Linklater never goes over the top with his directorial choices. The cinematography (Shane F. Kelly) is often static, with only a few pans and tracking shots. But that doesn’t mean the approach hinders the emotion from having an effect. In fact, it may even amplify it. The execution allows the character’s personalities to shine and the drama to play out naturally. Comedic scenes are funny through interactions, and the dramatic moments work because the character development is strong enough to earn it. The most powerful scene involves a moment where a character refuses to say something. The fact that the narrative has built up to this singular point so well makes that choice all the more powerful.
Darryl Ponicsan helped adapt the screenplay from his own novel. He also wrote the novel The Last Detail (1973), which was turned into the film of the same name, directed by Hal Ashby. In that, Jack Nicholson plays a naval officer who – with the help of Otis Young – must transport Randy Quaid’s character cross country to be put in prison. The lines that connect The Last Detail to Last Flag Flying are too obvious to ignore. Nicholson’s Buddusky has startling similarities to Cranston’s Sal. But even though both examine masculinity, tragedy, and male camaraderie within a military setting, Last Flag Flying has an identity of its own, mainly revolving around the shared past of its characters.

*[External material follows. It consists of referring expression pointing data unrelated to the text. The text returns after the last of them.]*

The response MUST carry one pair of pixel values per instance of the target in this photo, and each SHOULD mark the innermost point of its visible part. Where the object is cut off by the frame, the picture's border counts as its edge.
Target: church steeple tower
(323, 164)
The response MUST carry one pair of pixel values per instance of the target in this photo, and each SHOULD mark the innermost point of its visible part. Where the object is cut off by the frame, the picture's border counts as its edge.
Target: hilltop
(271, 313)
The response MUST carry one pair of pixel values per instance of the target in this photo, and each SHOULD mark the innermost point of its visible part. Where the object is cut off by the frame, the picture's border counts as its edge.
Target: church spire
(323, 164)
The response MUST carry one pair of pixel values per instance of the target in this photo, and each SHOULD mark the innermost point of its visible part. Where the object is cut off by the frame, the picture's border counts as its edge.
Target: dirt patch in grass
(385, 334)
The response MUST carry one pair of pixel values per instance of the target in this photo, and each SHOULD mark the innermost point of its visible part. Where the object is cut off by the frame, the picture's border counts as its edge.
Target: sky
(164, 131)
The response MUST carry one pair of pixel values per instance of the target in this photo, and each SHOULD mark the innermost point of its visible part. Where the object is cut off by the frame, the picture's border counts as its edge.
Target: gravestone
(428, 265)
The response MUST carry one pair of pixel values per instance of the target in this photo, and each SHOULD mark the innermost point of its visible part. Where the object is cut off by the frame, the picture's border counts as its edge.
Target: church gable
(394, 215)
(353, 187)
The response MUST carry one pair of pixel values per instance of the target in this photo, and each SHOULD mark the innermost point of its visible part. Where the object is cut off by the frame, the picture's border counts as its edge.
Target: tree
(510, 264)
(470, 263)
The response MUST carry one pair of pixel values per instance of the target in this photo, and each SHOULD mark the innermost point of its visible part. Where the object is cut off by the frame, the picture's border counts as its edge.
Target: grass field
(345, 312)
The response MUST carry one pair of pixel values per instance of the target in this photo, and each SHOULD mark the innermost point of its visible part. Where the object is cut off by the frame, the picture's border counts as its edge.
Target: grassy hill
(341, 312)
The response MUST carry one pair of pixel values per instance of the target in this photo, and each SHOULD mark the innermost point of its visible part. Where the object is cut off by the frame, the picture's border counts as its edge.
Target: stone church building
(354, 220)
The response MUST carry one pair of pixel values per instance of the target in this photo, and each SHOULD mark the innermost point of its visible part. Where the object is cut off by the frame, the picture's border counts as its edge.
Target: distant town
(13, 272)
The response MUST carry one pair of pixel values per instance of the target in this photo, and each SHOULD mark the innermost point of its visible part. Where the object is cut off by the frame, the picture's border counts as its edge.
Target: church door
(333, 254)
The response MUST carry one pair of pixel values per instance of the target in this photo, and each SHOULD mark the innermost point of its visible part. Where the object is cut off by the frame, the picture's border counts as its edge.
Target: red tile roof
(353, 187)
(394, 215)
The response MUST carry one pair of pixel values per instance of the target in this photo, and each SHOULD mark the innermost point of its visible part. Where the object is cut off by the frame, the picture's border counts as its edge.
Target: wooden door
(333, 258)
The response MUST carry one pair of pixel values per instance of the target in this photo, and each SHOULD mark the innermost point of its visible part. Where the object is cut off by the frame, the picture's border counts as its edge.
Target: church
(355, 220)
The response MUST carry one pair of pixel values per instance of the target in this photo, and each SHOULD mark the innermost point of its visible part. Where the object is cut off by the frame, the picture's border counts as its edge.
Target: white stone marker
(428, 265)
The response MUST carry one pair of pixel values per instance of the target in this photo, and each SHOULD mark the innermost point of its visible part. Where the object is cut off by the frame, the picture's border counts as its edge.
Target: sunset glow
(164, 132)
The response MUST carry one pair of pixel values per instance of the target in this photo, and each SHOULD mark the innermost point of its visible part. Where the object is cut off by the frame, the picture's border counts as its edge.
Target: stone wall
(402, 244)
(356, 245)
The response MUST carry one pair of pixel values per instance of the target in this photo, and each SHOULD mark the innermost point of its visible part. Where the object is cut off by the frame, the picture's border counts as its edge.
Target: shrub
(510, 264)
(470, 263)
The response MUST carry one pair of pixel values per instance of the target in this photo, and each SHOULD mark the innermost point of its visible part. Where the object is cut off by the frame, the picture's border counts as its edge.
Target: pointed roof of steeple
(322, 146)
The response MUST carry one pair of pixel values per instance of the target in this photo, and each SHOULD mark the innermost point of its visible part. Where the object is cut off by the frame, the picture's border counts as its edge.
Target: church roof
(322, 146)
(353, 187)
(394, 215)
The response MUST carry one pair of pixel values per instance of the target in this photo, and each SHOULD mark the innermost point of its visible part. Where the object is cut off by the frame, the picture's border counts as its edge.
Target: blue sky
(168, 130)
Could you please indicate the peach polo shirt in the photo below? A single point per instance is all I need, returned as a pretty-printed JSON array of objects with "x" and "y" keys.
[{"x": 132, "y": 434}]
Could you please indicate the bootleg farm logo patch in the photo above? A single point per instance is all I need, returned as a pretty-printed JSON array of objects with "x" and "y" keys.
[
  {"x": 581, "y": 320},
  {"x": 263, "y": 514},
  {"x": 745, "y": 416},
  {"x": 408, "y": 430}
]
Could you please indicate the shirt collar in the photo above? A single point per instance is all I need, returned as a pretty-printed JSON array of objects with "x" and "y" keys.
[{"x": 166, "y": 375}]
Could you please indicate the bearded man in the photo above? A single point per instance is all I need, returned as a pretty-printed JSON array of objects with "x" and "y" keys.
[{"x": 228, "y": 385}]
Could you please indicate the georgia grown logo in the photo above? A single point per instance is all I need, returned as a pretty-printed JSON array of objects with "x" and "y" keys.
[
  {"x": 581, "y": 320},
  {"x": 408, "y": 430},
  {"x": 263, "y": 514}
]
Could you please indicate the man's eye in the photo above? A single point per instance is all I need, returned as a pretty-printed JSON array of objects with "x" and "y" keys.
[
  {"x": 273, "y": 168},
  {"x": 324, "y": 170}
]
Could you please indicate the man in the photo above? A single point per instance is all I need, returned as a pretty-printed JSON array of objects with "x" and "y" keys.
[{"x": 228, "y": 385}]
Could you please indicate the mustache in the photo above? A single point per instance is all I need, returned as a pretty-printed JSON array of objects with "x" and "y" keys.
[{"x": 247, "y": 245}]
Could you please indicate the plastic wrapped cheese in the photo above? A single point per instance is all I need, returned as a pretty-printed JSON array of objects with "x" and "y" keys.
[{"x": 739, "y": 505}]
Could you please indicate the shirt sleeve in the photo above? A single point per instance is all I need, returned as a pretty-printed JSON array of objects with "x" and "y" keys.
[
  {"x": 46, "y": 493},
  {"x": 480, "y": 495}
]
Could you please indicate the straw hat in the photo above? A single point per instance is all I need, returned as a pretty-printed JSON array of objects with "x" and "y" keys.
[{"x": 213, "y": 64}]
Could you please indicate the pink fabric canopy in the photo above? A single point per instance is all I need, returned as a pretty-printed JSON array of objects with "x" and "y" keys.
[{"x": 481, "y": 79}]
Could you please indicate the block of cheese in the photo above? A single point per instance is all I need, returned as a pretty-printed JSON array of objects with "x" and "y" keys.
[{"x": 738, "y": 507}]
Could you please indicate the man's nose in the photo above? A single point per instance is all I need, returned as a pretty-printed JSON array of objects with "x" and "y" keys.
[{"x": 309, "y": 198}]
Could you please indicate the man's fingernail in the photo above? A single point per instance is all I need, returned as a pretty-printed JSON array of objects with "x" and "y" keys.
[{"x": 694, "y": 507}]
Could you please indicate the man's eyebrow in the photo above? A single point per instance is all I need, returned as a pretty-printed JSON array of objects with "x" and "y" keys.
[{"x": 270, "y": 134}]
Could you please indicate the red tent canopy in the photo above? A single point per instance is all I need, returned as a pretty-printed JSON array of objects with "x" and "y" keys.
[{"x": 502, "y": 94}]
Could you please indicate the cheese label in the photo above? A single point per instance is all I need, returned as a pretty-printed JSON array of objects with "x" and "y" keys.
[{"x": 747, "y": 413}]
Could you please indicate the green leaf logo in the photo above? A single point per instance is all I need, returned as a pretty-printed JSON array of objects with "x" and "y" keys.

There’s something great about seeing people with realistic and heartfelt thoughts being put in the same room together and not have it become toxic. The men of Last Flag Flying have all traveled different paths, but have all come from a place that only they can truly understand. No one else can possibly understand what they have been through, or what they are going through presently. It’s that experience that will always link them together, and it’s what makes this something worth seeking out.